I also agree with Neil; this is the way all regulators work, and lots and lots of companies spend millions of dollars trying to get regulators to write rules that favor them. It is the American way, and changing it would affect nearly every regulator in local, state and national agencies. CPSC is no different in any material respect than the FCC, the FDA, DOT, or any other of the dozens of regulatory agencies we have in the federal government. You can argue that we don't need CPSC. You can argue that no safety rules are needed in any industry. I suspect you won't get very far with either of those arguments, but you can try. Arguing that we need the CPSC for some things, but not table saw regulations is a tough way to split the ox.

Where where you when the riving knife regulation was passed? It added cost. Cost was passed on to you. You have no choice. If you buy a new saw, it has to have a riving knife, CPSC says so. Is it that the cost was too low for you to care, or that there was no patent on riving knives? Suppose there was, and the cost was $5 more because of it? Is the absolute cost the thing? Or is it the principal? Certainly it can't be the fact that Gass had an idea and got a patent and tried to license his patent. It has to be the actions of the CPSC. Why is that different from the riving knife?

CPSC does a pretty straightforward calculation - they compare the cost to society of having a regulation to the cost of not having one. They have some very bizarre data on what a life is worth, or a finger. Deciding to regulate isn't solely driven by that calculation, but it's part of the process. The effect may be to add some costs to the user, but lower costs to the rest of us (who pay for insurance, and for uninsured people who get hurt, ...)
Its grizzly, but it makes some sense. If you could save 3 fingers a year, but the cost to add it was $20M, they probably wouldn't require it. I understand the calculation for blade stop on a table saw to be pretty darn positive, because of the relatively large number of amputations.


----------



## Scott10 (Jan 27, 2010)

Could this be the "other" technology? Found this on Fine Woodworking, its called the Whirlwind.
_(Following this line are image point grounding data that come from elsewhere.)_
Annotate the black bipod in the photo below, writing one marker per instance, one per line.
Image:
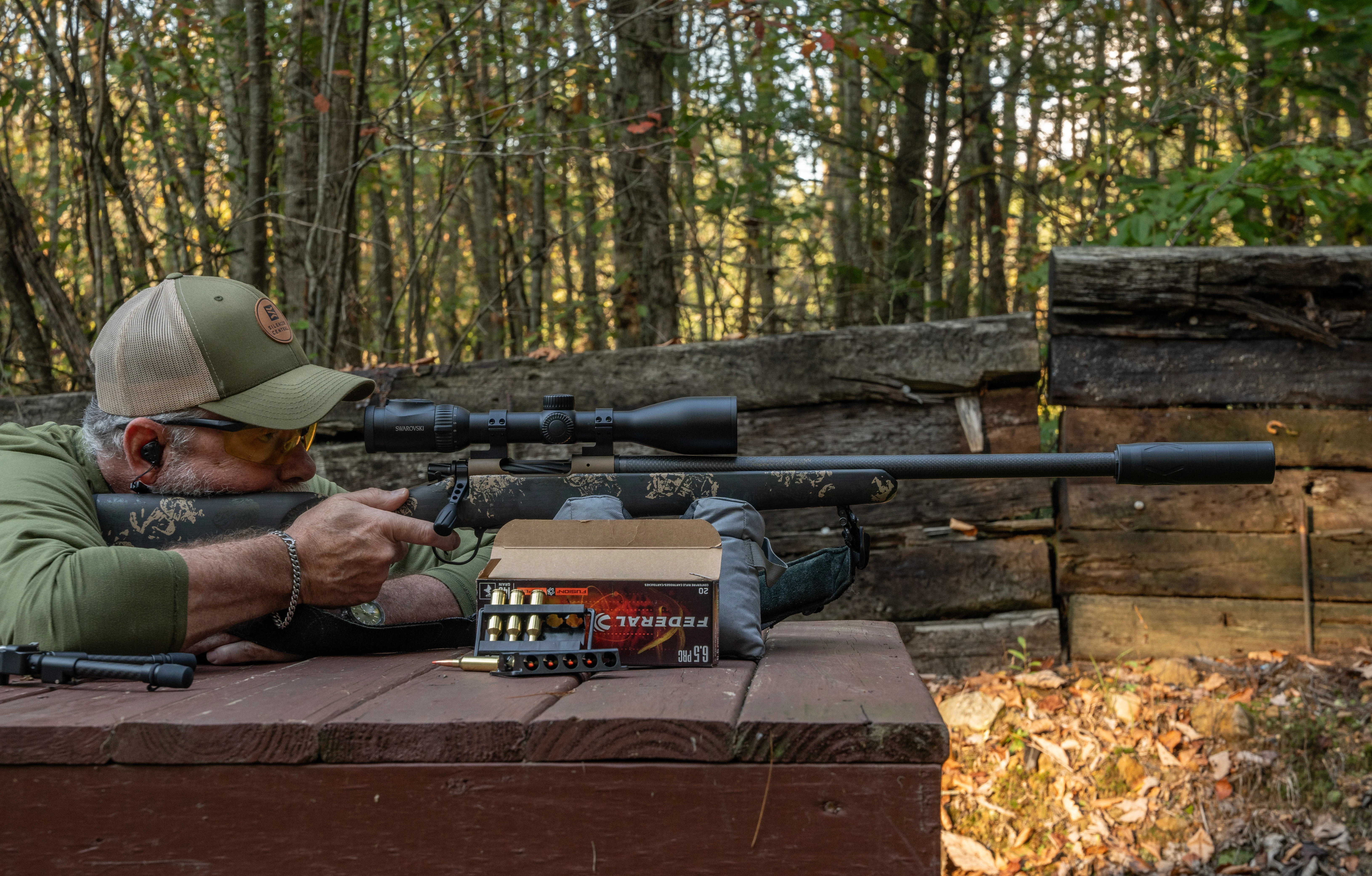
(157, 671)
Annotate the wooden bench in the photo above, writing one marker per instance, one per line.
(822, 759)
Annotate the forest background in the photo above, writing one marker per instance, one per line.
(425, 181)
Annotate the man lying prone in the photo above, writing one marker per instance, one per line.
(202, 389)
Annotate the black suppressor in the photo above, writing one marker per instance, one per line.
(161, 671)
(699, 425)
(1219, 462)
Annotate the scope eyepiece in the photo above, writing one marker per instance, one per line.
(705, 426)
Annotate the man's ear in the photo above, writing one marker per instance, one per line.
(145, 447)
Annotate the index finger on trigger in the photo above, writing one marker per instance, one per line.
(420, 533)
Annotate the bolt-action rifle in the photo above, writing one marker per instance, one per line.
(488, 489)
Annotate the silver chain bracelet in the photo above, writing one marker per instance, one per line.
(296, 580)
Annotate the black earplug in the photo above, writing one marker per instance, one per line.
(151, 454)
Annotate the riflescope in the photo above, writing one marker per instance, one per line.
(706, 425)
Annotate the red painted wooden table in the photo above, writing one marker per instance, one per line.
(822, 759)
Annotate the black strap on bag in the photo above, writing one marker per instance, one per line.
(316, 632)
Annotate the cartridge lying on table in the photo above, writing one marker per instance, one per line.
(654, 585)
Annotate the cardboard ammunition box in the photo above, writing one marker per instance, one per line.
(652, 584)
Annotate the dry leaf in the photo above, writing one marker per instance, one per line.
(1201, 845)
(1220, 765)
(1132, 812)
(1053, 750)
(969, 855)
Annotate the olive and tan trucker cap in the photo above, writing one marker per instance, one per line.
(213, 344)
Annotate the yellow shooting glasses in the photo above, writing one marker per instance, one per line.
(268, 447)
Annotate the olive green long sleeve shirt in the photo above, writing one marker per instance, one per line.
(65, 588)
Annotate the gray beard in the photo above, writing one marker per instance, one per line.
(179, 480)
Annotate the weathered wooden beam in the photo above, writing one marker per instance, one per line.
(949, 580)
(969, 647)
(870, 363)
(1010, 415)
(1318, 294)
(65, 408)
(1132, 373)
(1109, 627)
(1241, 565)
(1181, 564)
(1303, 437)
(1340, 500)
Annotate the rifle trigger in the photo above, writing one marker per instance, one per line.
(855, 537)
(446, 520)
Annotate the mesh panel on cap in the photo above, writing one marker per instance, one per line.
(146, 359)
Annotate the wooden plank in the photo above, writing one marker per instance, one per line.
(66, 408)
(271, 716)
(1314, 293)
(663, 715)
(969, 647)
(918, 503)
(19, 690)
(824, 820)
(75, 724)
(1340, 500)
(1108, 627)
(949, 580)
(1266, 566)
(1241, 565)
(1130, 373)
(839, 693)
(1010, 417)
(444, 717)
(1322, 440)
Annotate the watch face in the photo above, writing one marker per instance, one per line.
(370, 614)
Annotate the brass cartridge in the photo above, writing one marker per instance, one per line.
(514, 627)
(493, 625)
(536, 623)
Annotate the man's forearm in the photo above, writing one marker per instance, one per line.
(232, 583)
(415, 599)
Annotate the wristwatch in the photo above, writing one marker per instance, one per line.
(368, 614)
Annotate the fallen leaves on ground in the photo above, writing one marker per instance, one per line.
(1178, 768)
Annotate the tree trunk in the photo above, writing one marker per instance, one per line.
(257, 142)
(300, 161)
(641, 171)
(942, 181)
(908, 181)
(38, 363)
(232, 45)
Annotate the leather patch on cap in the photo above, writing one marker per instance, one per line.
(274, 325)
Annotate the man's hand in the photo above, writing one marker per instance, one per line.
(348, 544)
(226, 649)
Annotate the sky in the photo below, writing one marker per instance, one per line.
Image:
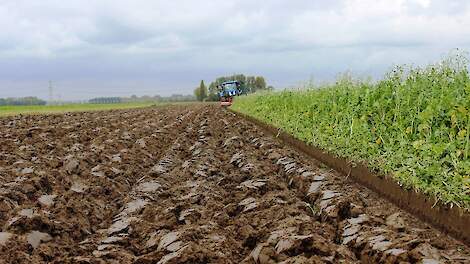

http://www.finewoodworking.com/item/40477/blade-brake-inventor-aims-to-compete-with-sawstop

Here is the Youtube site:

http://www.youtube.com/user/DavidatWW


----------



## brtech (May 26, 2010)

I think the problem is "Senses when fingers are in danger and STOPS the saw blade in 1/8 OF A SECOND!". The SS does that in a few milliseconds. What that means in practice is that the sense area of the Whirlwind would have to be much larger than the SS. It would fire much farther away from the blade than the SS would.

An interesting statistic would be what rate of speed should be assumed for hands moving (how far can you move from the point at which the sensor trips to the time the blade stops, and therefore how far away the sensor must be with that assumed speed). It can't be the average work feed rate. Has to be something faster than that, but how fast? If you moved reaaaaallly sloooowlllly, then 1/8 second would work. If you moved real fast, you could cut your hand off.

It also seems to need the blade guard, which we often think doesn't work for us because it obscures the cut area or doesn't ride up properly on the part we are cutting etc. It's a tradeoff.


----------



## jordanusmc (Oct 17, 2011)

I have a question about the SawStop video. Why in the video does he make it a point to soak his finger in some sort of saltwater brine before putting his finger to the test? I understand that when his wet finger touches the blade it completes a circuit, but my fingers are usually not dripping with sweat or any other liquid when I am using my TS. Would the saw still stop if your finger was not dripping with sweat? I assume he is using the water in order to ensure that there is enough conductivity to complete the circuit.


----------



## Philzoel (Dec 26, 2011)

If Gass was a *woodworker* he would have offered his technology at very reasonable cost to enhance safety for all.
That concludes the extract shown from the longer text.